Sallie shared things with me I didn’t want to know: That she sleeps with a mask on her face for sleep apnea. That she has a skin tag on her labia that she’s never done anything about. She beset me with stories I’d heard a million times, of her and Mom’s college years at Macalester. She was trying to break the ice, working up to consoling me about Cav, so I let her. She had come from work and was wearing square-toed brown pumps with a buckle, as in some distant decade. Sheer hosiery. I’d only ever seen her in jeans. I wanted her to change clothes, be the Aunt Sallie I was used to, but she didn’t. I drank my first gimlet on the stool in her kitchen, watching her cook. I asked if she dated. It was love she was supposed to be helping me with, after all. She threw a hand in the air and said, “Oh, golly, honey, I wouldn’t know what to do with a man. I’d scare him off in two seconds.” So, no, she didn’t date anymore. I was already depressed, but this admission, and the shoes, and Sacagawea Shores, and the paddleboats, and how crowded the rooms were in her “cabin” (and that she really called it a cabin) — all of that made it worse. Aunt Sallie was bright and intelligent, and she had found no other way to live. Though my mother was different in important ways, I couldn’t help thinking that she hadn’t either.

 

On my first full day in New Jersey, I woke early and listened as Aunt Sallie got ready for work. I didn’t get up, just kept dozing, balled beneath shih tzu–scented goose down. Outside the window, electric icicles hung from the eaves. I thought of Cav, who was at his parents’ house in Stockbridge, maybe waking up with Robin Nash.

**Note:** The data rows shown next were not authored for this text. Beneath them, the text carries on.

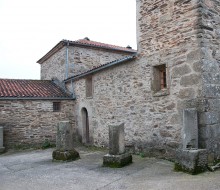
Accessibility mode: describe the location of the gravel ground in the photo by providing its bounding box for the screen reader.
[0,147,220,190]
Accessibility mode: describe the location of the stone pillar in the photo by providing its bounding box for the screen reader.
[52,121,79,161]
[109,124,125,155]
[183,109,198,149]
[175,109,208,175]
[0,127,5,153]
[103,124,132,168]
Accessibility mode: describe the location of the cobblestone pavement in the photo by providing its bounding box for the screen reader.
[0,147,220,190]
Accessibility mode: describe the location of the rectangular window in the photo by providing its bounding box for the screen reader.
[86,75,93,98]
[53,102,61,112]
[152,64,167,93]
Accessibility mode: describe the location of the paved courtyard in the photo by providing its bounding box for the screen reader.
[0,147,220,190]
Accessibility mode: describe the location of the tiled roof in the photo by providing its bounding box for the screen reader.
[37,39,137,64]
[65,54,136,82]
[0,79,71,99]
[73,39,136,53]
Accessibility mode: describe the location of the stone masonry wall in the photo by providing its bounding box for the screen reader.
[41,46,132,81]
[64,0,210,158]
[0,100,75,148]
[199,0,220,160]
[41,47,66,81]
[69,46,131,76]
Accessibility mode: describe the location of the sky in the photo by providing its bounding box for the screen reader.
[0,0,136,79]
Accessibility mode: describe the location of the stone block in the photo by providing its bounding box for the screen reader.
[0,127,5,153]
[52,149,80,161]
[183,108,198,149]
[175,149,208,175]
[56,121,73,151]
[103,153,132,168]
[52,121,80,161]
[109,123,125,155]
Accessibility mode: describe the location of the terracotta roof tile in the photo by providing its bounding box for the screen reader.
[37,39,137,64]
[65,54,136,81]
[0,79,71,99]
[73,39,136,53]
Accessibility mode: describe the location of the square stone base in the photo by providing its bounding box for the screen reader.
[174,149,208,175]
[103,153,132,168]
[52,149,80,161]
[0,147,5,153]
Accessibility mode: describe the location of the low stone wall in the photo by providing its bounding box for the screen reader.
[0,100,75,148]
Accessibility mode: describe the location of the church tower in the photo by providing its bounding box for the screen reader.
[137,0,220,159]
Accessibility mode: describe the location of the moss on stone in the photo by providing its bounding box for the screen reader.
[52,149,80,161]
[103,155,132,168]
[174,163,206,175]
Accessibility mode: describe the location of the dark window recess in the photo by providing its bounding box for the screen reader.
[86,76,93,97]
[152,64,167,92]
[53,102,61,111]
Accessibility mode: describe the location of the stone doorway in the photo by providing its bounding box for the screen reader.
[82,108,90,144]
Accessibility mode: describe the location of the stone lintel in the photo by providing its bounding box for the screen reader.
[103,153,132,168]
[175,149,208,175]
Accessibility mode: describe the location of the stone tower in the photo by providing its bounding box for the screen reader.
[137,0,220,159]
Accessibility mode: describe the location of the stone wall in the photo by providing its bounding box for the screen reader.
[41,47,66,81]
[0,100,75,148]
[64,0,217,157]
[41,46,131,81]
[68,57,181,156]
[199,0,220,160]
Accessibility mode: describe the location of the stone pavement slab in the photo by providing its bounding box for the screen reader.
[0,147,220,190]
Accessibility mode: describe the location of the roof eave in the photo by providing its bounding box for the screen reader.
[64,54,136,82]
[37,40,136,64]
[0,97,76,101]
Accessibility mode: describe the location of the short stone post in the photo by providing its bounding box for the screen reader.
[103,124,132,168]
[0,127,5,153]
[52,121,79,161]
[182,109,199,149]
[175,109,208,174]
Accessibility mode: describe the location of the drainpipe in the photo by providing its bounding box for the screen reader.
[65,40,69,79]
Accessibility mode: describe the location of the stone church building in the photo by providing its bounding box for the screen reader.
[0,0,220,162]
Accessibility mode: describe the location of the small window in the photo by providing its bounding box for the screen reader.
[152,64,167,92]
[53,102,61,112]
[86,76,93,98]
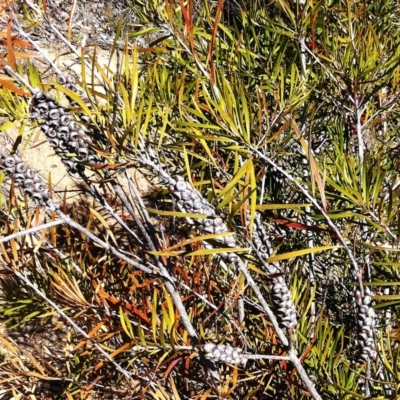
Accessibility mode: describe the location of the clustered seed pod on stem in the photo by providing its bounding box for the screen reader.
[57,75,90,123]
[247,212,297,329]
[0,150,50,205]
[168,176,237,262]
[30,92,99,172]
[202,343,248,366]
[354,287,377,362]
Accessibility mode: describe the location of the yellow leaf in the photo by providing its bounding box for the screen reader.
[256,204,312,211]
[119,307,135,339]
[187,247,250,256]
[267,246,340,263]
[146,208,207,219]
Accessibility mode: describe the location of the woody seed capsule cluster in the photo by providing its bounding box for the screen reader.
[168,176,237,262]
[247,213,297,329]
[354,287,377,362]
[30,92,99,172]
[203,343,248,366]
[0,151,50,205]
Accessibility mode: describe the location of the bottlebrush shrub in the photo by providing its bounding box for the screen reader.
[0,0,400,399]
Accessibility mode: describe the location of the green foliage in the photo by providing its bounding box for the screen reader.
[0,0,400,399]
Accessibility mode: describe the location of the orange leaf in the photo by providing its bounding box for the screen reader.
[164,357,183,379]
[9,38,32,49]
[14,51,40,58]
[110,340,135,358]
[7,19,17,69]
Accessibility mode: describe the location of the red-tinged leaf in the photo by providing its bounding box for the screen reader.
[7,19,17,69]
[0,73,14,81]
[110,340,135,358]
[268,217,327,232]
[14,51,40,58]
[0,1,15,12]
[131,306,150,324]
[164,357,183,379]
[0,79,32,97]
[8,38,33,49]
[179,0,190,31]
[207,0,224,85]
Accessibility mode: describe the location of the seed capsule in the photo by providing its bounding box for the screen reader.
[49,108,60,121]
[34,182,46,193]
[60,114,72,126]
[32,192,43,204]
[15,162,27,174]
[175,181,187,192]
[24,179,34,189]
[47,99,59,110]
[33,92,47,103]
[76,147,89,160]
[4,157,15,169]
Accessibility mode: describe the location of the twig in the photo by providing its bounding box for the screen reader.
[250,143,363,294]
[0,219,64,243]
[13,269,148,385]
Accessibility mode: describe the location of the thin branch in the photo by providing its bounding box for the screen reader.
[13,269,148,385]
[0,219,64,243]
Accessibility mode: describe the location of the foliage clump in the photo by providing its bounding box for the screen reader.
[0,0,400,399]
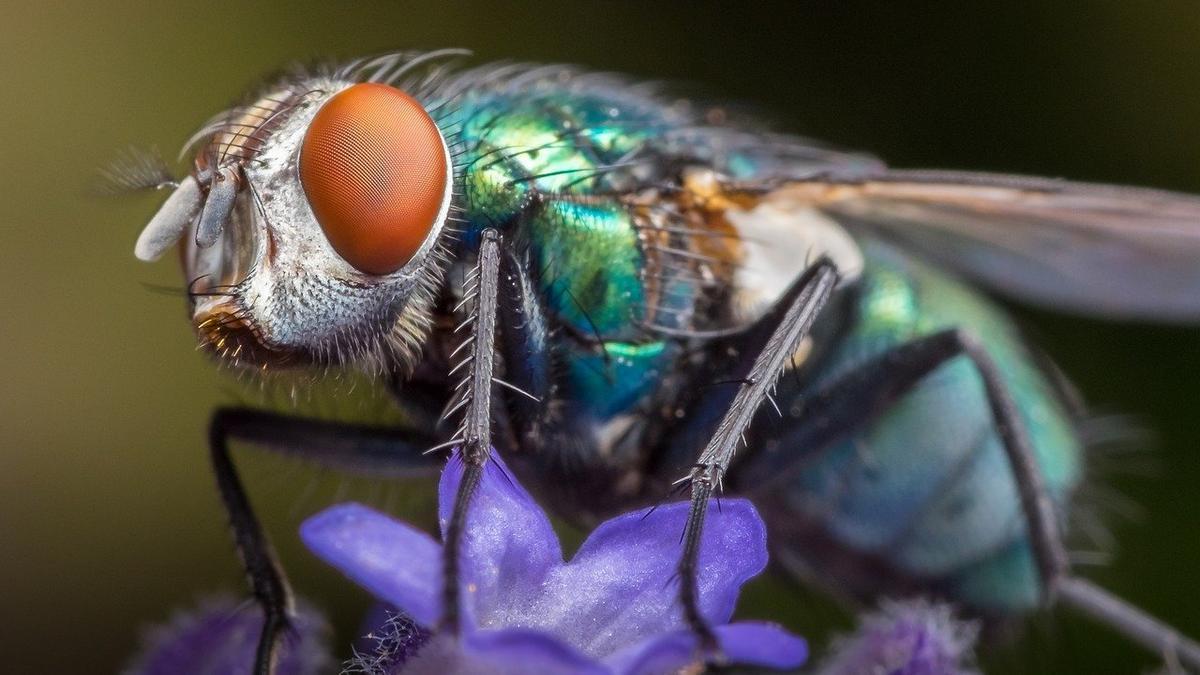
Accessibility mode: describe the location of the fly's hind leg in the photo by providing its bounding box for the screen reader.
[748,329,1200,668]
[209,401,442,675]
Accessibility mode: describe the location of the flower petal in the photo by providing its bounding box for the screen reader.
[605,622,809,675]
[438,450,563,628]
[506,500,767,657]
[401,628,610,675]
[124,596,334,675]
[300,502,442,627]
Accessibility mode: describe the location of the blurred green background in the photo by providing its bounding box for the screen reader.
[0,0,1200,673]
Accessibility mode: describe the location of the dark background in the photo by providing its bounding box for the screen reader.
[0,0,1200,673]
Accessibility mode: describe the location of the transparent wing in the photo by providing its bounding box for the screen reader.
[780,171,1200,322]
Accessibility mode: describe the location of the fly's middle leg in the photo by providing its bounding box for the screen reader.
[679,259,838,651]
[442,229,502,632]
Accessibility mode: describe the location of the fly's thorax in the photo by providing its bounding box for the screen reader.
[138,73,454,370]
[724,176,863,319]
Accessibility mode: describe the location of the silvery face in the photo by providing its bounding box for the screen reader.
[137,78,452,370]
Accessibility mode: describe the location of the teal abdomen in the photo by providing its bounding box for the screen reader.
[785,241,1082,611]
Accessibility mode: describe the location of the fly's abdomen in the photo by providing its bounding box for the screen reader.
[751,241,1081,611]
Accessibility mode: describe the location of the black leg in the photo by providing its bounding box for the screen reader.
[209,401,440,675]
[745,329,1200,668]
[679,259,838,650]
[442,229,500,631]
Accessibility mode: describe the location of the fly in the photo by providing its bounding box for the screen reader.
[126,50,1200,673]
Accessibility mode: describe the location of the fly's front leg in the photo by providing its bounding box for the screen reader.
[679,259,838,649]
[748,329,1200,668]
[442,229,500,632]
[209,408,439,675]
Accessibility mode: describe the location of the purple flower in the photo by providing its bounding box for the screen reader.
[125,596,332,675]
[300,453,806,675]
[818,599,978,675]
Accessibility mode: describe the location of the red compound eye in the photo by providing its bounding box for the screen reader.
[300,83,450,274]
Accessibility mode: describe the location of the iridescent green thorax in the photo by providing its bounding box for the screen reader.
[458,79,694,419]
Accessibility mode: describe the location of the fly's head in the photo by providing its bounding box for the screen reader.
[134,56,455,370]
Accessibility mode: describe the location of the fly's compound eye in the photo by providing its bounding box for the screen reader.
[300,83,450,275]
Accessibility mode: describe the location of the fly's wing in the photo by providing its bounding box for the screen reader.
[775,171,1200,322]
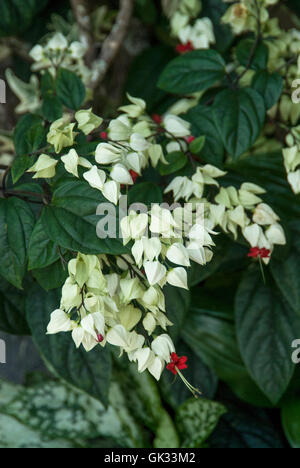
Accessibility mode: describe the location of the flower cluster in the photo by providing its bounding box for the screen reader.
[48,254,175,380]
[283,126,300,194]
[166,0,215,53]
[222,0,278,34]
[28,95,196,204]
[30,33,92,84]
[166,175,286,263]
[24,91,285,388]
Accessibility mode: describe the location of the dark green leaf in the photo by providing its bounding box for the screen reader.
[213,88,265,159]
[251,70,283,110]
[56,68,85,110]
[158,50,225,94]
[235,268,300,403]
[176,398,226,448]
[126,46,174,113]
[282,399,300,448]
[0,0,48,36]
[208,406,283,448]
[28,219,59,270]
[26,287,111,404]
[32,260,68,291]
[12,114,45,183]
[0,278,30,335]
[182,288,270,406]
[42,180,128,255]
[184,105,224,166]
[236,39,269,70]
[0,197,35,289]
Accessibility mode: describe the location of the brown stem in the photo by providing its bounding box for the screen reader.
[90,0,134,89]
[70,0,95,65]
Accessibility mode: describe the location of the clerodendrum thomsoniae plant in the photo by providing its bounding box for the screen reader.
[2,0,300,395]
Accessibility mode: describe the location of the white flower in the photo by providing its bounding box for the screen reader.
[46,33,68,51]
[120,278,144,304]
[110,164,133,185]
[118,305,142,331]
[27,154,58,179]
[81,312,105,340]
[143,312,156,335]
[148,356,165,380]
[164,114,191,138]
[166,242,190,266]
[102,180,120,205]
[266,223,286,245]
[83,166,106,191]
[121,211,148,244]
[288,169,300,195]
[151,333,175,362]
[134,348,155,372]
[252,203,279,225]
[95,143,122,164]
[186,242,213,265]
[108,116,131,141]
[131,237,162,266]
[167,267,188,289]
[144,261,167,286]
[61,149,92,177]
[47,309,73,335]
[130,133,149,151]
[75,109,103,135]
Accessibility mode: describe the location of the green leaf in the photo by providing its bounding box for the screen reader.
[0,197,35,289]
[223,152,300,220]
[42,96,63,122]
[270,231,300,314]
[26,287,111,405]
[32,260,68,291]
[176,398,226,448]
[163,285,190,340]
[158,50,225,94]
[11,114,45,184]
[126,46,174,113]
[251,70,283,110]
[235,268,300,404]
[0,0,48,36]
[158,151,188,176]
[207,405,284,448]
[0,278,30,335]
[28,218,59,270]
[128,182,163,205]
[42,179,128,255]
[153,410,180,449]
[182,288,270,406]
[213,88,265,159]
[184,105,224,166]
[281,400,300,448]
[56,68,85,110]
[236,39,269,70]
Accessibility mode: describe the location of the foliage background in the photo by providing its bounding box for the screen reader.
[0,0,300,448]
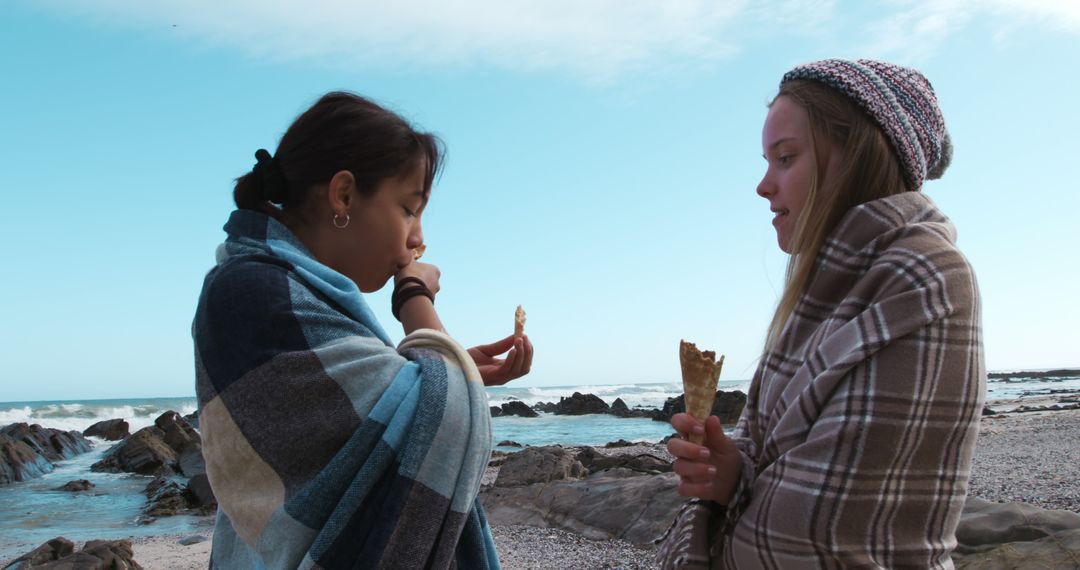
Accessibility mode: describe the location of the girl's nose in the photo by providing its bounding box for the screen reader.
[757,173,777,199]
[405,219,423,249]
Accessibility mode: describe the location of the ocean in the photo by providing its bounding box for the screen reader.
[0,376,1080,561]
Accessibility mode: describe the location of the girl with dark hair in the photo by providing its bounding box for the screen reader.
[660,59,986,569]
[193,93,532,569]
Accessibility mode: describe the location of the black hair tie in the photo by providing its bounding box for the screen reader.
[252,149,288,204]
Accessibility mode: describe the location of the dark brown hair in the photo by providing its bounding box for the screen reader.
[766,79,908,351]
[232,92,443,211]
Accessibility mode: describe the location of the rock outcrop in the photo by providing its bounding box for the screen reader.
[0,423,93,486]
[502,399,540,418]
[495,446,589,487]
[56,479,96,492]
[0,433,53,485]
[481,467,686,545]
[4,537,143,570]
[90,410,206,477]
[555,392,610,416]
[953,498,1080,570]
[82,419,131,442]
[532,402,556,413]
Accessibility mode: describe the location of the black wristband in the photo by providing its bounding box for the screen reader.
[394,277,431,295]
[390,286,435,322]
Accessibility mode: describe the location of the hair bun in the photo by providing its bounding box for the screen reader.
[252,149,288,204]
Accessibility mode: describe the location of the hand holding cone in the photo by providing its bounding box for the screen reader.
[678,340,724,445]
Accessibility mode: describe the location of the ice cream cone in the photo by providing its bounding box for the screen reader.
[678,340,724,445]
[514,304,525,339]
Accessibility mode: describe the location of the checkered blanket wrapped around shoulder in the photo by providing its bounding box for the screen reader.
[192,211,499,570]
[713,192,986,569]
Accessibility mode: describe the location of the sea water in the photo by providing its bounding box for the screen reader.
[0,377,1080,561]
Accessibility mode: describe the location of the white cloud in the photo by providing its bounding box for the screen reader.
[48,0,1080,77]
[53,0,745,77]
[862,0,1080,60]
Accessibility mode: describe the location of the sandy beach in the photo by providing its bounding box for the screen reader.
[69,408,1080,570]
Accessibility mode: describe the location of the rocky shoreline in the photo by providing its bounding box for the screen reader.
[0,393,1080,569]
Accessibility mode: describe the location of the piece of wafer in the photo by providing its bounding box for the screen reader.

Aunt Sallie left, and outside the guest-room door, Lulu the shih tzu panted and ticked her nails on the kitchen tiles. At last I got up, pulled on my flannel pajama bottoms, pushed my feet into my broken clogs, and put on my coat. I let Lulu out and stepped outside, too, to light a joint and contemplate the window box full of fake greenery, the salt-stained flagstones, the mildewed porch furniture, the dock, the sky, which looked like a huge slab of chicken fat. I was wandering around the backyard when I heard someone bang on the front door. I hurried inside in time to see a UPS truck pulling out of the drive. A large rectangular box on the stoop cried out to me in big red letters: REFRIGERATE! Sallie had told me it might arrive, the pig delivery from her brother. He was, Sallie had explained, a foodie who had, in an enthusiastic rush of late-life reforms, divorced his wife, married his male lover, and converted to Judaism without quite considering what that would mean for his dining habits, pork being a passion of his. As a compromise, he started sending a gigantic cut of pork to Sallie every Christmas and then harassing her with a phone call every other day, suggesting how she should cook it.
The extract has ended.